The drug tales abound as Jesse Eisenberg's Hasidic Jew smuggles Ecstasy into New York City (Holy Rollers) and, on a decidedly lighter note, a high school valedictorian (Matt Bush) who's just smoked weed for the first and only time must get the entire school high to avoid being expelled (HIGH School, also starring Adrien Brody, Michael Chiklis, and Colin Hanks).
ARTISTS AND THEIR ART
Filmmakers love to put their fellow artists front and center. We get especially excited when said artists are legends like Allen Ginsberg (Howl, starring James Franco as the young Beat poet), John Lennon (the buzzed-about Nowhere Boy, directed by Sam Taylor Wood), or Joan Jett (played with attitude by Kristen Stewart, with Scout Taylor-Compton, Stella Maeve, Alia Shawkat, and Stewart's New Moon co-star Dakota Fanning as Cherie Currie filling out The Runaways).
For more highbrow explorations, director Tamra Davis pays homage to Jean-Michel Basquiat in the documentary Jean-Michel Basquiat: The Radiant Child, and comedian Louis C.K. directs himself, sorta, in his own stand-up comedy concert Louis C.K.: Hilarious.
SCARY STUFF AT MIDNIGHT
Sundance's midnight programming includes a batch of horror pics you should put on your radar for the coming year. In Buried, Spanish director Rodrigo Cortes places hunky Ryan Reynolds in a familiar nightmare: buried alive in a coffin with only a lighter and a cell phone to help him escape. His innovative twist? Reynolds is an American contractor in Iraq.

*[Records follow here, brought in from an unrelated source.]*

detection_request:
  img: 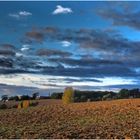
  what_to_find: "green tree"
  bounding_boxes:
[32,92,39,100]
[62,87,74,104]
[1,95,8,102]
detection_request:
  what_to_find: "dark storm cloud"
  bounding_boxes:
[1,27,140,77]
[0,58,13,68]
[48,58,122,67]
[0,44,15,56]
[97,7,140,30]
[25,30,44,42]
[37,49,72,57]
[0,44,15,50]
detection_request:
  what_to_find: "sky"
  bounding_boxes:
[0,1,140,95]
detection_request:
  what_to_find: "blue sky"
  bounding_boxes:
[0,1,140,94]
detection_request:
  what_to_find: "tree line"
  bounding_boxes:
[1,88,140,102]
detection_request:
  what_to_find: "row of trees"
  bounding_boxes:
[62,88,140,103]
[1,88,140,103]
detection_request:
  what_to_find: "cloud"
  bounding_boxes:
[97,6,140,30]
[37,49,72,57]
[61,41,71,47]
[52,5,73,15]
[9,11,32,19]
[20,44,31,52]
[9,13,20,19]
[19,11,32,16]
[0,44,15,56]
[25,30,44,42]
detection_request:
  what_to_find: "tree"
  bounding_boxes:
[1,95,8,102]
[32,92,39,99]
[118,89,130,99]
[51,92,63,99]
[62,87,74,104]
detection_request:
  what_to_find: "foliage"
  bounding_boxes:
[51,92,63,99]
[22,100,30,108]
[1,95,8,101]
[29,102,38,106]
[32,92,39,100]
[21,95,31,101]
[0,104,8,109]
[8,96,20,101]
[62,87,74,104]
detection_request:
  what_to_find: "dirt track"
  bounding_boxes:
[0,99,140,139]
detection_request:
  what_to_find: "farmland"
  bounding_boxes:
[0,99,140,139]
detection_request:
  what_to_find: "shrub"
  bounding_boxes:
[23,100,30,108]
[62,87,74,104]
[12,104,18,108]
[0,104,8,109]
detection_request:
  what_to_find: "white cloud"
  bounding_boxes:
[19,11,32,16]
[9,13,20,19]
[52,5,73,15]
[9,11,32,19]
[61,41,71,47]
[20,44,31,51]
[16,52,23,57]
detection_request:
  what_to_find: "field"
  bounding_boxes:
[0,99,140,139]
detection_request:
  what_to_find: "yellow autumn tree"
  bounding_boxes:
[23,100,30,108]
[62,87,74,104]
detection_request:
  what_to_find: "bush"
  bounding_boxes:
[30,102,38,106]
[23,100,30,108]
[51,93,63,99]
[62,87,74,104]
[0,104,8,109]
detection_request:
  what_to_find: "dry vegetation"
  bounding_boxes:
[0,99,140,138]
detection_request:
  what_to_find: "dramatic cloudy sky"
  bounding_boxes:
[0,1,140,94]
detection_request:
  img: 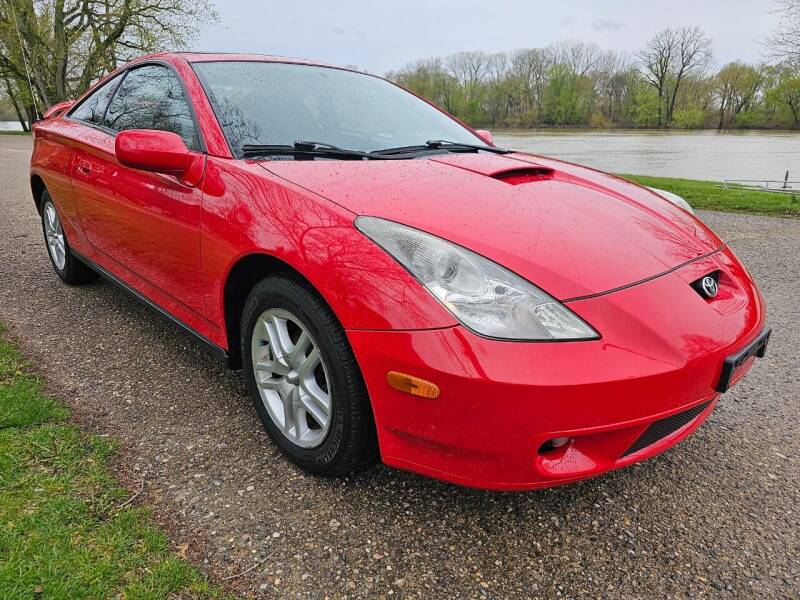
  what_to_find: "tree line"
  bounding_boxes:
[388,21,800,129]
[0,0,217,131]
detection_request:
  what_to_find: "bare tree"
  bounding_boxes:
[714,62,764,129]
[445,51,489,101]
[769,0,800,65]
[0,0,216,116]
[667,26,711,123]
[639,27,711,127]
[639,29,676,127]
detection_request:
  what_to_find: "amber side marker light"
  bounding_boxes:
[386,371,439,398]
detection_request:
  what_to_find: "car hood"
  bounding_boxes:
[261,153,722,300]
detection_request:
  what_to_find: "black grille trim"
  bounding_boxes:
[622,400,711,458]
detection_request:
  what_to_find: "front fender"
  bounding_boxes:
[201,157,456,344]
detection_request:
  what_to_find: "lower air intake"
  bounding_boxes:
[622,400,711,457]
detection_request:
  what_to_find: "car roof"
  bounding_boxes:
[138,52,338,70]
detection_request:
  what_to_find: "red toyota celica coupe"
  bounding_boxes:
[30,53,769,490]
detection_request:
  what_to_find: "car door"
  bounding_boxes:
[73,64,206,324]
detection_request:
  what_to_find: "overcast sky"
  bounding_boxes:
[194,0,777,74]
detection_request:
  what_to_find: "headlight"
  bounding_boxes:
[356,217,600,340]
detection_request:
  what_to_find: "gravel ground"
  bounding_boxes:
[0,136,800,599]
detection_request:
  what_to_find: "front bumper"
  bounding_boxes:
[347,250,764,490]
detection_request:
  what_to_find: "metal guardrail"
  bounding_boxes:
[717,171,800,196]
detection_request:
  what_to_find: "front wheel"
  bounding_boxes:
[42,190,97,285]
[241,276,377,477]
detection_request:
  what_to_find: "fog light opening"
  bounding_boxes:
[539,437,572,454]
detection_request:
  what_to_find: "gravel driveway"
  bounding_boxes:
[0,136,800,599]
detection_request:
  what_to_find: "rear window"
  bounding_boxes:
[69,73,124,125]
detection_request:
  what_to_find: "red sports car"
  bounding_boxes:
[30,53,769,490]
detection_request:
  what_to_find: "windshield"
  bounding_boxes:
[193,61,485,156]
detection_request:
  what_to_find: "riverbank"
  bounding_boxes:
[0,327,228,599]
[620,175,800,217]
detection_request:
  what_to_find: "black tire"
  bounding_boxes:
[240,274,378,477]
[40,190,98,285]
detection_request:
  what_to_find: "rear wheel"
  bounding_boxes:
[241,276,377,477]
[42,190,97,285]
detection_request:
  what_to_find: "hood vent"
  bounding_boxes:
[492,167,553,185]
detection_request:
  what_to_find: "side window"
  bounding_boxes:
[69,73,124,125]
[105,65,199,150]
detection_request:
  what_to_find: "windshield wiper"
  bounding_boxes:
[369,140,512,156]
[242,140,380,160]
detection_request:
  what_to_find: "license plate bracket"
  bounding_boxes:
[715,328,772,394]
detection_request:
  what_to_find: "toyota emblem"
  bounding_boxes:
[700,275,719,298]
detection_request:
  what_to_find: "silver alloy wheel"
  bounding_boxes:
[44,201,67,271]
[250,308,333,448]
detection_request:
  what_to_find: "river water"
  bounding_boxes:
[494,130,800,181]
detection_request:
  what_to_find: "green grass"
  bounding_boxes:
[621,175,800,217]
[0,327,231,600]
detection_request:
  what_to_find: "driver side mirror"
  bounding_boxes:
[114,129,192,176]
[475,129,494,146]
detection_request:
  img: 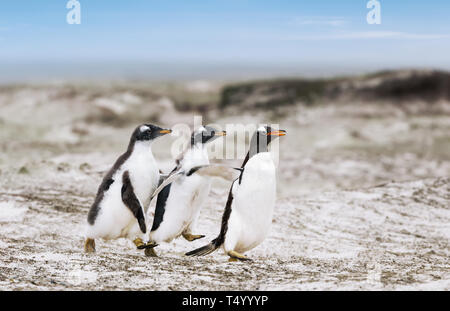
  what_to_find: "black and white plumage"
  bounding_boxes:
[85,124,171,252]
[149,126,226,251]
[186,126,286,260]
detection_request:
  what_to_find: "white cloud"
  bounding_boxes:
[284,31,450,41]
[292,16,348,27]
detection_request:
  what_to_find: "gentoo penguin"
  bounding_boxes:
[145,126,226,257]
[186,126,286,261]
[84,124,171,252]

Cube director Vincenzo Natali offers the highly anticipated creature feature Splice, in which scientists Sarah Polley and Adrien Brody play God with human and animal DNA, resulting in a new kind of horrifying monster.

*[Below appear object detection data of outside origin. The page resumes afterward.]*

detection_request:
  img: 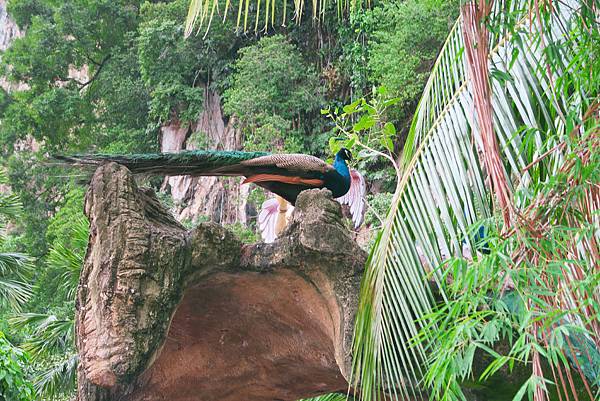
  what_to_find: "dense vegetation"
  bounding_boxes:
[0,0,458,399]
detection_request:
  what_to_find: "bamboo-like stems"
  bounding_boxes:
[461,0,513,230]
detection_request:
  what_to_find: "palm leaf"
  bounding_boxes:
[47,218,89,299]
[0,253,33,311]
[353,1,573,400]
[299,393,347,401]
[185,0,360,37]
[33,352,79,399]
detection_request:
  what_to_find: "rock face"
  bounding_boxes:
[76,163,366,401]
[0,0,22,51]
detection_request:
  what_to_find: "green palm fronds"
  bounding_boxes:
[185,0,369,37]
[353,1,577,400]
[0,169,32,311]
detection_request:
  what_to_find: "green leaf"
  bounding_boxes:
[352,114,375,131]
[383,122,396,136]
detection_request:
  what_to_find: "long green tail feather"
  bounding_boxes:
[55,150,269,175]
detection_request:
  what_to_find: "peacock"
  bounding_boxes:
[56,148,364,219]
[258,169,366,243]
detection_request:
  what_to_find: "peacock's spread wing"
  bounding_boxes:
[336,170,367,228]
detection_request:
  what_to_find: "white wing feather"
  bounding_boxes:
[258,198,279,243]
[258,170,367,239]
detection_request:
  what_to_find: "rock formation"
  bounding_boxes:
[76,163,366,401]
[160,89,250,224]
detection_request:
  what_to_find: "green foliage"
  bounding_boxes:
[422,134,600,401]
[368,0,458,120]
[138,0,244,122]
[227,223,260,244]
[224,35,323,151]
[0,332,35,401]
[0,169,32,310]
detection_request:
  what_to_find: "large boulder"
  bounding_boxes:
[76,163,366,401]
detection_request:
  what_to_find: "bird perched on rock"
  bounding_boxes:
[258,169,366,243]
[56,148,352,205]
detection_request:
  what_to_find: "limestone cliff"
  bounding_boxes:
[160,89,251,224]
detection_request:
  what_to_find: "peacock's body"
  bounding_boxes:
[58,149,352,204]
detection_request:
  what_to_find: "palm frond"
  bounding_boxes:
[9,313,75,360]
[298,393,348,401]
[0,253,33,311]
[47,218,89,299]
[353,1,574,400]
[185,0,369,37]
[33,353,79,398]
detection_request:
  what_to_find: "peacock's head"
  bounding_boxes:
[336,148,352,160]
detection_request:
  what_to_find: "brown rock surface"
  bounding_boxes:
[77,163,366,401]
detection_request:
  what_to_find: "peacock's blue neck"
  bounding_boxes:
[333,154,350,180]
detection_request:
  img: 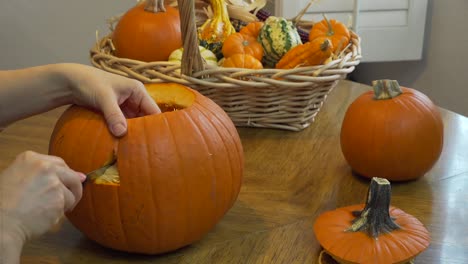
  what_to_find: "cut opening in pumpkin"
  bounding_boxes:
[93,163,120,185]
[145,83,195,113]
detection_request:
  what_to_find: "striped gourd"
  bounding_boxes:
[258,16,302,67]
[168,46,218,66]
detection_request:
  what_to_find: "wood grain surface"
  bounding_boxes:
[0,81,468,264]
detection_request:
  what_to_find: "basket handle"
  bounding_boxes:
[176,0,205,76]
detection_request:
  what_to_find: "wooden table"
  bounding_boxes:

On the flip side, it's the sinister, slow-building horrors of peril and desperation that catch up to three college kids (Emma Bell, Shawn Ashmore, and Kevin Zegers) in Adam Green's Frozen, who find out what they're made of when they're trapped on a ski lift together in zero-degree weather for a week.
Lastly, we can't wait for Tucker & Dale vs. Evil, a tongue-in-cheek, spiritual cousin to Shaun of the Dead about two textbook hillbillies (Tyler Labine and Alan Tudyk) who, through a series of misunderstandings with coeds in the woods, are mistaken for psycho killers. (Naturally, hilarity ensues.)